Can the Employability of MBAs of a Business School be Measured?
Should the employability of a fresh MBA/PGDM be only measured by these graduates being placed in a company? This number, often measured by the percentage of MBAs/PGDMs placed, represents only the quantity but not the QUALITY of Employability. For Quality, a metric I call 'Modal CTC (cost-to-company) to CGPA Ratio' (mCCR) can be used. To calculate this, find the ratio of CTC monetary value to the CGPA value of top 10 to 20 performers (in terms of their CGPA). Then find out the modal value of all these ratios which will be an indicator of how the academic performance of your MBAs is evaluated by recruiters in terms of their 'employment monetary value'. Though I have not done any market research on this, but simply by the word-of-mouth generated statistics, for the majority of business schools in India, an mCCR of Rupees 100,000 to 200,000 per unit CGPA will be considered medium Employability Quality. mCCR value below this will be considered Low Employability Quality, and above this as High Employability Quality.
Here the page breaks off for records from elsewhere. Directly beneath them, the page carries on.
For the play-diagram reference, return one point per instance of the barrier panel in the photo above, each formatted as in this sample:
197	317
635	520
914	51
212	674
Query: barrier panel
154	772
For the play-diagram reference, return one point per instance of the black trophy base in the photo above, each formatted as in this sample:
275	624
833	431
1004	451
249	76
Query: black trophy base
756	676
Low Employability Quality could be because of many factors, but most common factors causing Low Employability Quality are: (i) curriculum not aligned with business/industry needs; (ii) specialisation courses not skill-focused, and (iii) poor industry-faculty linkage (either through executive training programmes, collaborative research/case writing, or consulting). Setting up a good Quality Assurance System at your business school which monitors Employability Quality and enforces corrective action can improve it significantly within a short period of two to three years.